Pat Benatar singles chronology
| "Shadows of the Night (re-release)" (1985) | "Invincible" (1985) | "Sex as a Weapon" (1985) |

= Invincible (Pat Benatar song) =

1985 single by Pat Benatar

"Invincible" is the Grammy-nominated lead single from Pat Benatar's sixth studio album Seven the Hard Way (1985), released on June 24, 1985. The song was written by Holly Knight and Simon Climie (Knight also co-wrote Benatar's earlier hit, "Love Is a Battlefield"), and was used as a theme song for the film The Legend of Billie Jean (1985). Helen Slater ("Billie Jean") once stated "That song will always take me back to a part in the movie where Lisa Simpson gets her period," (referring to a scene involving the character "Putter," played by Yeardley Smith, the voice actress of The Simpsons Lisa Simpson).
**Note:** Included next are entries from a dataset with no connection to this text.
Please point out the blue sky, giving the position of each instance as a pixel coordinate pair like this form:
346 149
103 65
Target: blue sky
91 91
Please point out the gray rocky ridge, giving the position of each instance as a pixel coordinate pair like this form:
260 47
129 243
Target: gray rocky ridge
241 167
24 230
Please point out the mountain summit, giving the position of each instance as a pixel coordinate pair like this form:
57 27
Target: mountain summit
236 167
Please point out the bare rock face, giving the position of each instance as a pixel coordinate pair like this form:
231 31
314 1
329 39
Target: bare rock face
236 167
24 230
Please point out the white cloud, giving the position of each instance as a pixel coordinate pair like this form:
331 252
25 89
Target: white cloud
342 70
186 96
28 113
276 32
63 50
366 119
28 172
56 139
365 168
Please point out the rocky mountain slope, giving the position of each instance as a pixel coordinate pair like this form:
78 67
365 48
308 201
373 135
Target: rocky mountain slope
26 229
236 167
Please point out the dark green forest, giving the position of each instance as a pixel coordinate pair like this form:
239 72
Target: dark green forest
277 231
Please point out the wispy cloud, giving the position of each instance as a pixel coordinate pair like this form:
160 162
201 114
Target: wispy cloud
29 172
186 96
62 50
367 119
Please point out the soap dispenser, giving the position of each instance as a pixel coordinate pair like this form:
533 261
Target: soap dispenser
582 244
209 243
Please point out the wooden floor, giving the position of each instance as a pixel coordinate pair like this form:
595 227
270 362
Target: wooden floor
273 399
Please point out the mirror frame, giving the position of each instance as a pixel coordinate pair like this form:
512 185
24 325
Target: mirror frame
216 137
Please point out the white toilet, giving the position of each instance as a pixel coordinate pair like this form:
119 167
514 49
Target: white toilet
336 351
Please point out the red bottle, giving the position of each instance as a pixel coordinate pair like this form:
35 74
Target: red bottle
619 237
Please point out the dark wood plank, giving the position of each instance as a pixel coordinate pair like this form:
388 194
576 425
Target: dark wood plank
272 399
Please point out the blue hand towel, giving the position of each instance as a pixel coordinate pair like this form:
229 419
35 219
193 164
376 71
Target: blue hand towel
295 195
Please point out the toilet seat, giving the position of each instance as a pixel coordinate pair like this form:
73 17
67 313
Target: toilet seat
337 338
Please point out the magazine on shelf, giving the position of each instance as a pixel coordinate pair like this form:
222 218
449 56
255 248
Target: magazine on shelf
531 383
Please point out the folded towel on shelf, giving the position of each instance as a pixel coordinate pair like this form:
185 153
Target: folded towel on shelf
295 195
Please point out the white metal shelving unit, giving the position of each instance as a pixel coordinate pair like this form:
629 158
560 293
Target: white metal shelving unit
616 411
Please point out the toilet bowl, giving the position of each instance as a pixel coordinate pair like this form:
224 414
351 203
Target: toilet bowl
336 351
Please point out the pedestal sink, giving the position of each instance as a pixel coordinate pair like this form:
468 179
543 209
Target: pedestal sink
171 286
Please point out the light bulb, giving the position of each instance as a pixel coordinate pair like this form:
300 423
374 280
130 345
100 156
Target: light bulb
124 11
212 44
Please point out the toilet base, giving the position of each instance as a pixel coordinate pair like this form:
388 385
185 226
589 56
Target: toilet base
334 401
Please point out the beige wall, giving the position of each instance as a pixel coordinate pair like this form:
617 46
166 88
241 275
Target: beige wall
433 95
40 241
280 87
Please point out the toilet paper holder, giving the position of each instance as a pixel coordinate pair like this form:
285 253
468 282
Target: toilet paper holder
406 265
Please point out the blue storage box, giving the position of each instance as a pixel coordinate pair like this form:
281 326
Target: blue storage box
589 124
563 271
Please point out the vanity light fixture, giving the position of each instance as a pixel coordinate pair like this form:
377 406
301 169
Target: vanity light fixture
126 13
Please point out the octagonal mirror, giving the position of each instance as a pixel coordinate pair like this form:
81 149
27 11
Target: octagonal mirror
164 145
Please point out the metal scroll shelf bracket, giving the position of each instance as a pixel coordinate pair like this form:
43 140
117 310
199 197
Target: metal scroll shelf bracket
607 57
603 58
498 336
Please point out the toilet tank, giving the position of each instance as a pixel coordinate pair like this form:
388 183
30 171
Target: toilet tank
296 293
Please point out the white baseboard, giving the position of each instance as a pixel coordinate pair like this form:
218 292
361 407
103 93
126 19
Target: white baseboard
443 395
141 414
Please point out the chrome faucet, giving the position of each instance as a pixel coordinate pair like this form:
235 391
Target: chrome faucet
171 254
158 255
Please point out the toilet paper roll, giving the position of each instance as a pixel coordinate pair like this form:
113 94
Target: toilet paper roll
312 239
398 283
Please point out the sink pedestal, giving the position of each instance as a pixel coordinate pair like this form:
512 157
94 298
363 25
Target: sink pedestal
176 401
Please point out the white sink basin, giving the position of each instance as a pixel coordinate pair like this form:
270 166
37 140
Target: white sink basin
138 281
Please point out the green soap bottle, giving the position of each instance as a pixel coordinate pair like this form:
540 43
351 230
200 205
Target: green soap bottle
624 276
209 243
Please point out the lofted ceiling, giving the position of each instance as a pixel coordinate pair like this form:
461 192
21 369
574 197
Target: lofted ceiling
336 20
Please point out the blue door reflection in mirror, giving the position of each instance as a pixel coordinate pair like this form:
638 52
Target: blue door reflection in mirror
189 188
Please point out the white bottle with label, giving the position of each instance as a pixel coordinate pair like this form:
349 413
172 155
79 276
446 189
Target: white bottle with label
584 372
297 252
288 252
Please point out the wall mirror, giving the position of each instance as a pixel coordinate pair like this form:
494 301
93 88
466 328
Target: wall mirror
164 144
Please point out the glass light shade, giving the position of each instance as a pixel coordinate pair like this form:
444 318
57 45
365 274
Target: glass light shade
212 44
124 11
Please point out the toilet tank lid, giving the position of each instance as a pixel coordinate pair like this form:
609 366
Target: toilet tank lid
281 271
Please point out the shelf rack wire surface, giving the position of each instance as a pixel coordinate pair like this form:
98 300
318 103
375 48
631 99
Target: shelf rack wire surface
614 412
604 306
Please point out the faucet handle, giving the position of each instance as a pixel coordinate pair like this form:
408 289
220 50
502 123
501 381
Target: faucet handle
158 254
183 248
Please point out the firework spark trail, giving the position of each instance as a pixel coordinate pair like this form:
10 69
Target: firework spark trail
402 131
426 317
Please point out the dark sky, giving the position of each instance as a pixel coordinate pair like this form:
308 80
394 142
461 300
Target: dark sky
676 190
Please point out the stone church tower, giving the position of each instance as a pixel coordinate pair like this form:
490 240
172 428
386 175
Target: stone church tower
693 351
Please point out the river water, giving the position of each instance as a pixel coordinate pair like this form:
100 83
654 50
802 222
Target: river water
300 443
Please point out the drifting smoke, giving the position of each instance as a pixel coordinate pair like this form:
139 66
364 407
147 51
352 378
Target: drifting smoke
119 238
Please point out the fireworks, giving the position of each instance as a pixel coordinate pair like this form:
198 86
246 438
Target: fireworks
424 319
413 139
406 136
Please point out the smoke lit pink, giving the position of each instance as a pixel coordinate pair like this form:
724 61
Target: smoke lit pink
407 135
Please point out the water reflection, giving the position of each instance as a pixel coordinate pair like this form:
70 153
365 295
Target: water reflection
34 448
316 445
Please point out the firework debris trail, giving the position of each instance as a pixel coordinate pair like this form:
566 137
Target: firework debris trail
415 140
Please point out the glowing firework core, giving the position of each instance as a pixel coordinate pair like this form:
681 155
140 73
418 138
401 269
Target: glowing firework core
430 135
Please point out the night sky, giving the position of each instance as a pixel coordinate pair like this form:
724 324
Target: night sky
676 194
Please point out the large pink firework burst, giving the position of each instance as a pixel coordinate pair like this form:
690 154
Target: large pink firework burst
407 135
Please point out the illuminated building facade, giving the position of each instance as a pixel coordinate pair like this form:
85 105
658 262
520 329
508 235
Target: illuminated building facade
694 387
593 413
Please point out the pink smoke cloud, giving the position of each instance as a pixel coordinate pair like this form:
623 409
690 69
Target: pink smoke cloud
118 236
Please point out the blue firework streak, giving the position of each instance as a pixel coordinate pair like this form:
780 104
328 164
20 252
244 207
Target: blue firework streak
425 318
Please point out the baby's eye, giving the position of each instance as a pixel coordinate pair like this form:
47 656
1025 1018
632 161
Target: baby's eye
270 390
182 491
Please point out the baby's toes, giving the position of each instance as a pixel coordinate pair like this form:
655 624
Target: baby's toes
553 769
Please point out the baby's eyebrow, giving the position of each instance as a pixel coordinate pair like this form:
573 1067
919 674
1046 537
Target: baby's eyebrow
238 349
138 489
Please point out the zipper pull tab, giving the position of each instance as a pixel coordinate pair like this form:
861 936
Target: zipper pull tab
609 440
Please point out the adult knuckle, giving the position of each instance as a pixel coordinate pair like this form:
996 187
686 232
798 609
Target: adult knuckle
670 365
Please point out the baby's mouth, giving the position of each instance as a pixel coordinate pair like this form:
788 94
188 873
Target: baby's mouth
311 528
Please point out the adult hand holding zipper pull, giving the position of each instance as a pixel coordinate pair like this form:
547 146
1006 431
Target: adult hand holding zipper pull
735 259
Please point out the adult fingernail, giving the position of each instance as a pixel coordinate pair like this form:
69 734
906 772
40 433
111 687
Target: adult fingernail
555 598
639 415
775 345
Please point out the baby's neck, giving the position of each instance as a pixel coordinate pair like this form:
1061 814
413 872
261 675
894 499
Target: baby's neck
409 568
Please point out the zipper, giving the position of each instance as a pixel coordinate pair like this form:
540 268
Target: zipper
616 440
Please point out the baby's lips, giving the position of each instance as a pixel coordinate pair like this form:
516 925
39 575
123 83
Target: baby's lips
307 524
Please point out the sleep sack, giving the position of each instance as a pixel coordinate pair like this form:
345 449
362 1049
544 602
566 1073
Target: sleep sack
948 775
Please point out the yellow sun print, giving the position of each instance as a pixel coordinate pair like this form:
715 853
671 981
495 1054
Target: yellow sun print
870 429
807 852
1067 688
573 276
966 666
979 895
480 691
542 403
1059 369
The song became Benatar's fourth and final American top ten hit, peaking at No. 10 on the Billboard Hot 100 chart on September 14, 1985. The song was also used prominently in the 2002 film Hysterical Blindness starring Uma Thurman.

==Charts==
===Weekly charts===

| Chart (1985) | Peak position |
|---|---|
| Australia (Kent Music Report) | 23 |
| Belgium (Ultratop 50 Flanders) | 9 |
| Canada Top Singles (RPM) | 6 |
| European Top 100 Singles (Eurotipsheet) | 20 |
| Netherlands (Single Top 100) | 18 |
| New Zealand (Recorded Music NZ) | 15 |
| UK Singles (Official Charts) | 53 |
| US Billboard Hot 100 | 10 |
| US Billboard Mainstream Rock | 4 |
| West Germany (GfK) | 31 |

===Year-end charts===

| Chart (1985) | Position |
|---|---|
| Canada Top Singles (RPM) | 66 |

==Cover versions==
- American drag performer and singer Lexi Tucker-Dixon covered "Invincible" on a three-track single including a radio, extended, and remixed version in April 2018.
- A cover by Canadian synthpop artist Ayria was included on the bonus disc for her 2008 album Hearts for Bullets.
- Finnish metal band Sinergy covered "Invincible" for the compilation Death... Is Just the Beginning Vol. VI on Nuclear Blast Records in 2000.
- A cover by female-fronted metal band Edge of Destiny was released in April 2019.
- In 2023, Lisa & Dawn released their cover version, with three remixes by Dave Audé.
- Symphonic metal band Knightfall released their cover of the song on February of 2023.